Tengo un inconveniente que considre palantear a ver si quizas alguien pudiese orientarme. Tenia un Microondas de los viejos (Manual o de Reloj)  el cual funcionò muy biien por màs de un año en lugar de mi casa. Lo retire sin estar dañado para colocar uno digital y lo instalè  en el mismo sitio. Alli funcionò por tresmeses. Extrañado por esta situaciòn, volvi a colocar el anterior (Manual o de Reloj) que estaba en  buen estado y el mismo solo funcionò por dos dìas. Pense en una fatal coincidencia y me quede sin el servicio del los artefactos por unos meses dando tiempo hasta conseguir un tècnico de confianza que los revisara. En este interim me han obsequiado uno nuevo (mas moderno) y para mi sopresa lo he puesto en lugar acostumbrado donde estaban los anteriores y solo funciono tres dias. Todos sin exepcion han quedado muertos, perdieron toda actividad electrica.
Estoy extrañado por estas coincidencias
Pasara algo en la conexion de mi casa que esta dañando los Micros? 
Tengo nevera, televisor y una computadora y todo esta funcionando sin novedad.
He probado el voltaje y el mismo tiene ciento veinte voltios y no parece tener caidas o picos de voltajes.
Puede la frecuencia que envia la Compañia del servicio electrico estar fallando y en consecuencia afectar estos equipos.
Que debo buscar?


----------



## tiopepe123 (Ago 31, 2006)

Suelen ser culpa del fusible que envejece, deben ponerlos de muy mala calidad, casi el 90% de las veces es un fusible fundido.
El otro 9% suele ser lo manazas que somos todos.

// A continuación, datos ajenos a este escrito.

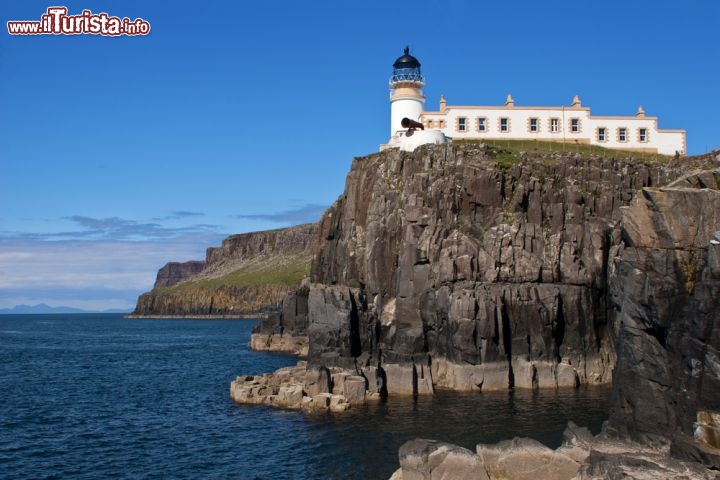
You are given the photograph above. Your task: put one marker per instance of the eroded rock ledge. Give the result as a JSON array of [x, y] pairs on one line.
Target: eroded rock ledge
[[297, 388], [664, 281], [580, 457]]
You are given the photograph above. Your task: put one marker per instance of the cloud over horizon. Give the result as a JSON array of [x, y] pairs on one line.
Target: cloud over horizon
[[104, 263], [308, 213]]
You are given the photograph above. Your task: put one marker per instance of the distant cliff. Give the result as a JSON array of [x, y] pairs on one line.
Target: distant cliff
[[471, 267], [247, 275]]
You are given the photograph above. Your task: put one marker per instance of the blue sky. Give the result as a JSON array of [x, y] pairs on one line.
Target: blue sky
[[118, 155]]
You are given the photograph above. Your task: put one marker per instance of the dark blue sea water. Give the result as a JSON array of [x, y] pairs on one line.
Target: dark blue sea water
[[99, 396]]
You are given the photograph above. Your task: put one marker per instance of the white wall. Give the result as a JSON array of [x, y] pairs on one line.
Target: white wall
[[663, 141]]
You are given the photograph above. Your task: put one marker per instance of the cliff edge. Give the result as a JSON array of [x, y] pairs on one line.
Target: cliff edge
[[248, 275], [470, 267]]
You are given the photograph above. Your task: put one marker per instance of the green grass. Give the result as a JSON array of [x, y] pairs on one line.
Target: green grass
[[507, 150], [276, 270]]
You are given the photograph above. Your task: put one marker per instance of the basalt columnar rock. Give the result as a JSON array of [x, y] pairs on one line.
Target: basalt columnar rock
[[471, 267], [249, 274], [665, 287]]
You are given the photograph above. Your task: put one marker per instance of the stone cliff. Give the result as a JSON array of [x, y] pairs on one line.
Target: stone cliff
[[664, 290], [470, 267], [248, 274]]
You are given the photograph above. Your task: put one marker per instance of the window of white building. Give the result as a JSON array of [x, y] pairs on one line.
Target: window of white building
[[462, 125], [533, 125], [622, 134], [601, 134]]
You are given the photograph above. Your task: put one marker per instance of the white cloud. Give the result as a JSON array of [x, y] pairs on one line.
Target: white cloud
[[79, 273]]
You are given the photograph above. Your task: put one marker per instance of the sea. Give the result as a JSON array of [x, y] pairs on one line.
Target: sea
[[87, 396]]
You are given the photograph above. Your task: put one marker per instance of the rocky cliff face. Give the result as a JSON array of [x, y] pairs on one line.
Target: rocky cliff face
[[248, 274], [175, 272], [469, 267], [665, 287]]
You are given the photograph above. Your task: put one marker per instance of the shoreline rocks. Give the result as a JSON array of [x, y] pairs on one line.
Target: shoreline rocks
[[291, 344], [581, 456], [298, 388]]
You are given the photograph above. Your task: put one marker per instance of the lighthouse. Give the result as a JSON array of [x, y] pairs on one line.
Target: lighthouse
[[406, 97]]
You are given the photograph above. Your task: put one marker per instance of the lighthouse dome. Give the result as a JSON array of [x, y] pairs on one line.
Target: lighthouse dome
[[406, 70], [407, 60]]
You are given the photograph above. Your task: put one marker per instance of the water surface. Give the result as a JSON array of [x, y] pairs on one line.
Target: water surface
[[99, 396]]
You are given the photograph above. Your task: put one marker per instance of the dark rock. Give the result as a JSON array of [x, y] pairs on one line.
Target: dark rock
[[491, 270], [665, 287]]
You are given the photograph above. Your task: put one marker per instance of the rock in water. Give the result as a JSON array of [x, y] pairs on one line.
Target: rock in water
[[471, 267], [665, 288]]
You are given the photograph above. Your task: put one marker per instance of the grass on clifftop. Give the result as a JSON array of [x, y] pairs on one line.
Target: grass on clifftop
[[276, 270], [508, 150]]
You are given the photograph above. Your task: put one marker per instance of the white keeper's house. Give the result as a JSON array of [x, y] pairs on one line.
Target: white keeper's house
[[571, 124]]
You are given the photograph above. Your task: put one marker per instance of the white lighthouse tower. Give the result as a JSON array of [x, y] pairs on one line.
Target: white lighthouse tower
[[406, 97], [406, 103]]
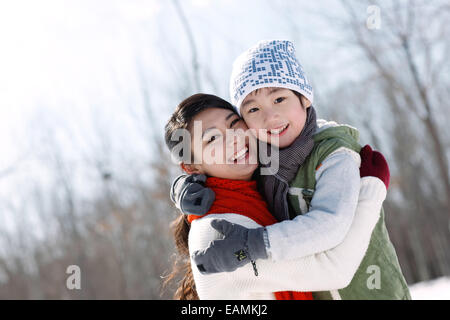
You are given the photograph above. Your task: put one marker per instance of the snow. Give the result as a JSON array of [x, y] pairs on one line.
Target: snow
[[437, 289]]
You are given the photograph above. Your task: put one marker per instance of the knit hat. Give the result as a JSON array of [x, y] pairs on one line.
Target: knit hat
[[269, 63]]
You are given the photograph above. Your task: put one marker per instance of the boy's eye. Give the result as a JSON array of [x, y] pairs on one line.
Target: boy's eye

Supongo que meten fusibles muy justos y ademas com poca refrigeracion, deben ser ceramicos y lentos.


----------



## PATOMU (Jul 26, 2008)

necesito ayuda urgente
porque resulta que mi horno microondas empezo a emanar un fuerte olor asi que lo desconecte....
lo abri y descubri que el olor viene del secundario del transformador 
que esta todo derretido... porque paso esto? cual puede ser una razon por la cual se quemo el secundario? ayudaaa


----------



## Fogonazo (Jul 26, 2008)

PATOMU dijo:
			
		

> ....porque resulta que mi horno microondas empezo a emanar un fuerte olor asi que lo desconecte....
> lo abri y descubri que el olor viene del secundario del transformador
> que esta todo derretido... porque paso esto? cual puede ser una razon por la cual se quemo el secundario? ayudaaa



Esos transformadores no se reparan, vienen soldados (no se pueden abrir), muy posiblemente sea mas económico cambiar el microondas que su reparación

El motivo de la falla podría ser un capacitor con pérdidas o en corto, un diodo en corto, humedad en el bobinado, exceso de trabajo, o un montón otras causas.


----------



## PATOMU (Jul 26, 2008)

fogonazo, puede ser que por ejemplo el microondas en su interior tenia un "pelon"
osea la pintura se habia salido.... entonces un dia rellené con pintura en sprite blanca? tiene alguna relacion con esto que paso?


----------



## PATOMU (Jul 26, 2008)

puede la pintura haber causado esto?


----------



## Fogonazo (Jul 26, 2008)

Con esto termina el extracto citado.